Two warships, from the UK and US, have been named HMS Churchill: the destroyer (I45) (1940–1944) and the submarine (1970–1991).

On 10 March 2001, the Arleigh Burke-class destroyer was commissioned into the United States Navy. The launch and christening of the ship two years earlier had been co-sponsored by Churchill's daughter, Lady Soames.

In addition, the Danish DFDS line named a car ferry Winston Churchill, and the Corporation of Trinity House named one of their lighthouse tenders similarly. A sail training ship was named Sir Winston Churchill.

In September 1947, the Southern Railway named a Battle of Britain class steam locomotive, No. 21C151, after him. Churchill was offered the opportunity to perform the naming ceremony, but he declined. Later, the locomotive was used to pull his funeral train, and it is now kept in York's National Railway Museum.

The Romney, Hythe and Dymchurch Railway locomotive No. 9, Winston Churchill.

The Churchill tank, or Infantry Tank Mk IV; was a British Second World War tank named after Churchill, who was Prime Minister at the time of its design.

===Parks and geographic features===

The Winston Churchill Range in the Canadian Rockies was named in his honour.

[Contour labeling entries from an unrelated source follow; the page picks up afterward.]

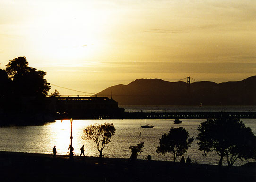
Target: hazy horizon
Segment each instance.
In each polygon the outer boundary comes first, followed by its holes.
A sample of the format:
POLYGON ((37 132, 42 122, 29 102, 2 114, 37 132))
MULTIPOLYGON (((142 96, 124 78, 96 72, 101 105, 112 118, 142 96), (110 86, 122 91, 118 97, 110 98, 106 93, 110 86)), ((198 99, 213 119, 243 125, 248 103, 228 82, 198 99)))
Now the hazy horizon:
MULTIPOLYGON (((256 72, 256 1, 3 0, 0 68, 25 56, 47 81, 98 93, 141 78, 216 83, 256 72)), ((51 85, 61 94, 73 94, 51 85)), ((77 93, 77 94, 79 93, 77 93)))

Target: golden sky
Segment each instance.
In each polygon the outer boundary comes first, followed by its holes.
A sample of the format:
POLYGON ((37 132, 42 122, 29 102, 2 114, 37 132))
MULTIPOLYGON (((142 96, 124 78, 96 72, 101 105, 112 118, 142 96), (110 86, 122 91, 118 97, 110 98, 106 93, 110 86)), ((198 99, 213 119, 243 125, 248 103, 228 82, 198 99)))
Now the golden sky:
POLYGON ((255 0, 1 0, 0 12, 0 68, 25 56, 74 90, 256 75, 255 0))

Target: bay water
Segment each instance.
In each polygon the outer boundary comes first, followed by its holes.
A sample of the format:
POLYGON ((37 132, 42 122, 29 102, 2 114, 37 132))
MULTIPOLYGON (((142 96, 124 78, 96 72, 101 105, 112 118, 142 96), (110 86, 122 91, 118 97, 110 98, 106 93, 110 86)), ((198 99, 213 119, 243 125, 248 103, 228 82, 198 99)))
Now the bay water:
MULTIPOLYGON (((256 119, 241 120, 256 135, 256 119)), ((188 132, 190 136, 194 138, 191 147, 185 154, 185 157, 189 156, 194 163, 217 165, 219 159, 218 155, 213 152, 206 157, 203 156, 203 152, 199 150, 196 144, 198 141, 196 137, 198 133, 197 129, 200 123, 206 119, 182 120, 182 123, 177 125, 173 123, 173 119, 147 120, 147 123, 154 125, 153 128, 141 128, 140 125, 144 124, 144 120, 140 119, 73 120, 72 142, 74 152, 77 155, 79 155, 80 148, 84 145, 85 155, 98 156, 95 143, 92 141, 84 139, 83 130, 94 123, 111 122, 114 124, 116 133, 103 150, 105 157, 128 158, 131 153, 129 147, 144 142, 143 152, 139 154, 138 158, 146 159, 147 155, 150 154, 152 160, 173 161, 171 155, 163 155, 156 152, 159 138, 164 133, 168 133, 171 127, 183 127, 188 132)), ((69 120, 57 120, 43 126, 1 127, 0 151, 52 154, 52 148, 56 145, 57 154, 66 155, 70 143, 70 129, 69 120)), ((179 158, 177 161, 180 159, 179 158)), ((234 166, 240 166, 247 162, 239 160, 234 166)), ((226 163, 224 164, 226 165, 226 163)))

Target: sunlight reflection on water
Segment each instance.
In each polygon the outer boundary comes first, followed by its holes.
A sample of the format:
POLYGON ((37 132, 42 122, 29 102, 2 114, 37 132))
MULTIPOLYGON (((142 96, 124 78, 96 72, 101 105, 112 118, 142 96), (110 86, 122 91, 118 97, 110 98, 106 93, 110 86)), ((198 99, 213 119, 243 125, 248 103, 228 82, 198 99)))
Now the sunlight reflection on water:
MULTIPOLYGON (((256 133, 256 119, 241 120, 256 133)), ((196 161, 200 163, 217 164, 219 156, 213 152, 208 154, 207 157, 202 156, 203 152, 199 150, 196 144, 197 128, 201 122, 205 120, 183 119, 182 123, 179 125, 174 124, 173 119, 147 120, 147 123, 154 126, 153 128, 141 128, 140 125, 144 124, 144 120, 73 120, 73 146, 77 155, 80 154, 80 148, 84 145, 85 155, 98 156, 99 153, 95 143, 82 139, 83 129, 88 125, 95 123, 112 122, 116 133, 103 151, 105 157, 128 158, 131 154, 130 146, 144 142, 143 152, 139 154, 138 158, 146 159, 147 155, 150 154, 153 160, 172 161, 172 156, 170 154, 163 156, 156 153, 159 139, 171 127, 183 127, 188 132, 190 136, 195 139, 185 154, 185 158, 189 156, 193 162, 196 161)), ((70 137, 69 120, 63 120, 62 122, 57 120, 40 126, 2 127, 0 128, 0 150, 51 154, 52 149, 56 145, 57 154, 65 155, 70 143, 70 137)), ((177 160, 179 161, 180 158, 177 160)), ((239 166, 244 163, 245 162, 238 160, 235 165, 239 166)))

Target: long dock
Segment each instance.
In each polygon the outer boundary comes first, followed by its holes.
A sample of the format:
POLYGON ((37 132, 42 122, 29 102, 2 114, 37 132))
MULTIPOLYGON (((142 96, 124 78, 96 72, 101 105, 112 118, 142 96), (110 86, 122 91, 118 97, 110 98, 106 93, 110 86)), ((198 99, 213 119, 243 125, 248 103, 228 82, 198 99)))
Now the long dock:
POLYGON ((213 119, 222 117, 256 119, 256 112, 125 112, 123 119, 213 119))

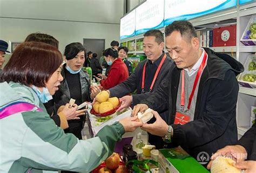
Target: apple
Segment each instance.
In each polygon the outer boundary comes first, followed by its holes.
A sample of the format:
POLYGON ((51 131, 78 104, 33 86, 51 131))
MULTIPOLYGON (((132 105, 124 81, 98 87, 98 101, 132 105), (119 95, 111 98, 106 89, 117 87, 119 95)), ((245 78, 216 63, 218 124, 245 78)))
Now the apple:
POLYGON ((115 169, 119 165, 120 157, 117 153, 113 154, 106 160, 106 166, 111 169, 115 169))
POLYGON ((128 170, 125 165, 119 165, 114 171, 114 173, 128 173, 128 170))
POLYGON ((112 173, 112 171, 109 168, 106 167, 103 167, 99 170, 98 173, 112 173))

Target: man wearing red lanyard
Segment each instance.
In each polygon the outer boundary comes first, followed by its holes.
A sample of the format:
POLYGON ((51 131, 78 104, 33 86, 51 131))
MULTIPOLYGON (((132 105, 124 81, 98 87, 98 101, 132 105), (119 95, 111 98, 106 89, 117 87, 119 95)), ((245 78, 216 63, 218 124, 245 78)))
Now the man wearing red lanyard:
POLYGON ((157 120, 142 128, 163 137, 166 147, 181 146, 206 166, 213 153, 237 141, 235 76, 244 67, 227 54, 199 47, 194 27, 187 21, 174 22, 165 32, 166 49, 177 67, 132 114, 148 107, 168 109, 168 123, 154 112, 157 120))
MULTIPOLYGON (((164 36, 160 30, 150 30, 144 36, 143 51, 147 56, 147 59, 138 64, 134 72, 126 81, 109 91, 111 97, 123 97, 120 99, 123 105, 119 110, 129 107, 132 101, 133 104, 136 105, 146 98, 147 94, 143 94, 151 92, 157 89, 172 67, 174 68, 175 66, 173 61, 163 51, 164 36), (126 95, 135 91, 137 94, 126 95)), ((168 117, 166 110, 167 109, 159 112, 161 117, 165 120, 168 117)), ((153 121, 154 120, 152 120, 150 123, 153 121)), ((163 146, 158 143, 161 137, 153 136, 154 135, 149 135, 149 141, 157 148, 162 148, 163 146)))

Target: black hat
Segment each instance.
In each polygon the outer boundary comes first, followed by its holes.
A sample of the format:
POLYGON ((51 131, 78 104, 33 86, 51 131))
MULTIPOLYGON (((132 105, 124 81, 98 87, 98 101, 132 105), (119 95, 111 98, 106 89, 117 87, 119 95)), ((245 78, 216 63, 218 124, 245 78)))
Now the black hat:
POLYGON ((10 53, 7 50, 8 48, 8 44, 4 40, 0 40, 0 51, 10 53))

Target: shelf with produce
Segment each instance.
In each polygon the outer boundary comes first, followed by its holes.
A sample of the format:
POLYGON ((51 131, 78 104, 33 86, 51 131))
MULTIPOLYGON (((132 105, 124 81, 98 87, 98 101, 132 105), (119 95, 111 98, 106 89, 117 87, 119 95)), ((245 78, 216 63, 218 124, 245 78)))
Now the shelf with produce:
POLYGON ((247 95, 256 96, 256 89, 239 87, 239 93, 247 95))

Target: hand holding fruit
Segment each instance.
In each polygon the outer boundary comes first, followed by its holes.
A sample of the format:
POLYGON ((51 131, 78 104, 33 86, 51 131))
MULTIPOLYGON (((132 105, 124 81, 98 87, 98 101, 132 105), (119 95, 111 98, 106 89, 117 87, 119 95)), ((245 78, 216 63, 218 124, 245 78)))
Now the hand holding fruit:
POLYGON ((207 165, 207 168, 210 169, 213 160, 220 156, 228 156, 233 158, 237 162, 244 161, 247 158, 247 151, 245 148, 240 145, 228 146, 218 150, 211 157, 211 162, 207 165))
POLYGON ((142 127, 143 125, 142 122, 136 121, 137 119, 137 116, 127 117, 120 120, 119 123, 124 126, 126 132, 133 132, 138 127, 142 127))

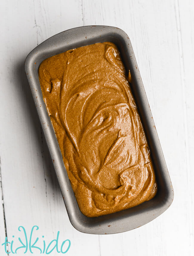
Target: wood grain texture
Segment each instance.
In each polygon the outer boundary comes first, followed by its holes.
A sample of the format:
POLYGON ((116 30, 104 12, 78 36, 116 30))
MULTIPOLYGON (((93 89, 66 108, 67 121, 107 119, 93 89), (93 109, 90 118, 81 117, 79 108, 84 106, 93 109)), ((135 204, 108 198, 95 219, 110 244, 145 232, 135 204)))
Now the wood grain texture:
MULTIPOLYGON (((9 240, 20 225, 28 232, 38 225, 47 242, 59 230, 61 241, 72 242, 67 255, 193 255, 193 1, 8 0, 3 4, 0 244, 4 216, 9 240), (172 206, 155 220, 107 236, 82 234, 70 223, 24 70, 26 57, 38 44, 89 25, 115 26, 129 35, 175 193, 172 206)), ((0 245, 0 252, 6 255, 0 245)))

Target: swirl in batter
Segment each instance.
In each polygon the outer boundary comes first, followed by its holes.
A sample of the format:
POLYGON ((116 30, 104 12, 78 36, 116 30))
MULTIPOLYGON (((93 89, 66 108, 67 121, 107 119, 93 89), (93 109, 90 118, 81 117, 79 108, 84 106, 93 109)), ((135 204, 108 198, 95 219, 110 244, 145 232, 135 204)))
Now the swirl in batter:
POLYGON ((153 197, 150 150, 116 46, 68 51, 44 60, 39 75, 82 213, 108 214, 153 197))

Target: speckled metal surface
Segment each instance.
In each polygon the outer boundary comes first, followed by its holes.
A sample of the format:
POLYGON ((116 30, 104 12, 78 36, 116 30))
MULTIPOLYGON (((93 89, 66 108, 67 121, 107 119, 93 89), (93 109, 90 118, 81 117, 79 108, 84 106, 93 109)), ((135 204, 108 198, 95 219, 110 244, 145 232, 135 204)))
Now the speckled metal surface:
POLYGON ((27 56, 25 71, 71 223, 77 230, 91 234, 111 234, 130 230, 146 224, 164 212, 173 200, 174 193, 168 170, 131 43, 123 31, 112 27, 87 26, 56 35, 38 45, 27 56), (38 75, 42 61, 68 50, 109 41, 121 52, 127 70, 130 69, 132 89, 146 134, 158 184, 153 199, 118 212, 89 218, 78 205, 62 155, 44 102, 38 75))

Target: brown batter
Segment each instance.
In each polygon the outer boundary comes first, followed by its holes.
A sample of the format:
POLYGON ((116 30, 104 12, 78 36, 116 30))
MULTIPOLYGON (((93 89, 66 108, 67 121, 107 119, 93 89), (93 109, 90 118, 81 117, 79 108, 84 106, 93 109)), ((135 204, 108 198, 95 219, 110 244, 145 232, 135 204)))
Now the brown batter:
POLYGON ((153 198, 150 150, 116 46, 100 43, 53 56, 39 74, 82 212, 100 216, 153 198))

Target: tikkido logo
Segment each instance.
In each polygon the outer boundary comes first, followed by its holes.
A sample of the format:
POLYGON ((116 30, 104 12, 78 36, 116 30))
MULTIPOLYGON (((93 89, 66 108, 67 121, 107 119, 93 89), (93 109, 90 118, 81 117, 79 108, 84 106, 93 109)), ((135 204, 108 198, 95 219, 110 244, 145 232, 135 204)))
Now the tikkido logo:
MULTIPOLYGON (((21 254, 22 253, 23 251, 24 253, 26 253, 27 252, 30 253, 35 253, 36 255, 39 251, 40 254, 50 254, 54 250, 55 250, 55 251, 56 251, 56 252, 58 253, 64 254, 66 253, 69 251, 71 246, 71 242, 69 239, 67 239, 63 241, 61 246, 59 245, 59 231, 58 231, 57 232, 56 239, 51 241, 47 246, 45 240, 44 240, 44 236, 42 236, 42 239, 41 238, 41 239, 39 240, 38 237, 36 237, 36 239, 33 239, 33 236, 34 236, 34 230, 36 231, 38 230, 39 229, 39 228, 38 226, 34 226, 32 227, 29 239, 28 240, 25 228, 22 226, 20 226, 18 228, 18 230, 20 232, 22 232, 23 233, 23 235, 24 236, 24 238, 23 239, 23 241, 20 237, 18 237, 18 241, 19 242, 20 246, 16 247, 13 245, 14 242, 15 243, 16 242, 16 239, 15 238, 15 236, 12 236, 13 239, 11 242, 8 242, 7 237, 6 237, 5 239, 4 243, 1 244, 2 246, 4 247, 5 253, 7 255, 7 254, 11 253, 17 254, 19 251, 19 255, 21 255, 21 254), (37 244, 39 240, 39 243, 37 244), (40 246, 40 244, 41 244, 41 246, 40 246), (38 246, 38 245, 39 246, 38 246), (15 249, 14 249, 14 247, 15 247, 15 249)), ((17 240, 16 240, 18 241, 17 240)))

Also in Canada, Sir Winston Churchill Provincial Park and Churchill Lake in Saskatchewan were named after him, and Churchill Falls on the Churchill River in Newfoundland and Labrador.

Winston Churchill Square is a garden and sitting area in Manhattan, New York City.

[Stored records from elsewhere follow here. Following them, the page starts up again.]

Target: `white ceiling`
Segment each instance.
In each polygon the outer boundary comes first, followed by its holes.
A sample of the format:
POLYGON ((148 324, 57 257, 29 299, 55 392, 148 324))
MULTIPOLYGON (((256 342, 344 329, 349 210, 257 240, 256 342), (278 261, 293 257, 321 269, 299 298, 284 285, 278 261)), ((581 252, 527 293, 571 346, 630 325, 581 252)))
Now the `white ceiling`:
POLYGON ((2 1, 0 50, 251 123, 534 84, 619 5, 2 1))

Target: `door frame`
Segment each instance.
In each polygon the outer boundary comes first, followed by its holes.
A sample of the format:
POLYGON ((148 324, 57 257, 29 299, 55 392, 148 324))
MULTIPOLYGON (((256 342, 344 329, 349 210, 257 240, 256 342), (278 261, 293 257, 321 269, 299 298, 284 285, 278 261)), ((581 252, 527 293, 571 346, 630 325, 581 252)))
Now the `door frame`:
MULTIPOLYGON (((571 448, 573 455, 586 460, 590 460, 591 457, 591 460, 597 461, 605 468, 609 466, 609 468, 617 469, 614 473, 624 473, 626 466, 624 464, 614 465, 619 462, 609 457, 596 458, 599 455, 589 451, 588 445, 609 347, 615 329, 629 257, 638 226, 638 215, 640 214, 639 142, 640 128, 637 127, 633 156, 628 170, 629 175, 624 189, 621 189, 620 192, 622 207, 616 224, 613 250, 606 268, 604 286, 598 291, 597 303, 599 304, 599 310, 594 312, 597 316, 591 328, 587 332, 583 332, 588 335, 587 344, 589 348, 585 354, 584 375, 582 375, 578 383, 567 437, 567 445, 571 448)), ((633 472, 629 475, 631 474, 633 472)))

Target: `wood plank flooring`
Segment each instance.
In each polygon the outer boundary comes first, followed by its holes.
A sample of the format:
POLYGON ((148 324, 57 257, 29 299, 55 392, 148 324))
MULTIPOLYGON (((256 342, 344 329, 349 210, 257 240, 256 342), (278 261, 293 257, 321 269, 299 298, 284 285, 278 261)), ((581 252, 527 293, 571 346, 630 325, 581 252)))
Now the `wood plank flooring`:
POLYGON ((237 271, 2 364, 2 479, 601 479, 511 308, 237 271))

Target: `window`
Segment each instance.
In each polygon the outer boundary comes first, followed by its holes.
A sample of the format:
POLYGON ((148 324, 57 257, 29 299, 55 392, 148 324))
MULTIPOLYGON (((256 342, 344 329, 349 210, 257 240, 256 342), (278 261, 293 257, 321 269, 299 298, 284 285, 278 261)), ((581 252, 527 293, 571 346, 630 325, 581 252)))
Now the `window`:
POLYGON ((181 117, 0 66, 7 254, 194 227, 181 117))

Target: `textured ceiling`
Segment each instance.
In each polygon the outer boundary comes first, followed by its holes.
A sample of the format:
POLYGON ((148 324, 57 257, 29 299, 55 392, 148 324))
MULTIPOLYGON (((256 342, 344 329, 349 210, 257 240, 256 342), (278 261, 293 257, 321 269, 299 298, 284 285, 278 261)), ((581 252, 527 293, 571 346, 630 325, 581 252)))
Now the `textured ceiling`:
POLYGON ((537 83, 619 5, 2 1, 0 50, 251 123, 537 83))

Churchill Park, Glendowie, New Zealand was created in 1945 and is anmed after him.

The Churchill National Park in Australia, which was established on 12 February 1941 as the Dandenong National Park, was renamed in 1944 in his honour. Churchill Island and Churchill Island Marine National Park in Victoria, Australia were also named after him.

The Churchill Park (Danish: Churchillparken) located in central Copenhagen, Denmark, is named after Churchill in commemoration of Churchill and the British help to Denmark in the liberation of Denmark during World War II.

===Roads===
Belgium:

- Avenue Winston Churchill/Winston Churchilllaan in Brussels-Capital Region runs in the Municipality of Uccle/Ukkel.
- Rond-point Winston Churchill/Winston Churchillplein in Brussels-Capital Region runs in the Municipality of Uccle/Ukkel.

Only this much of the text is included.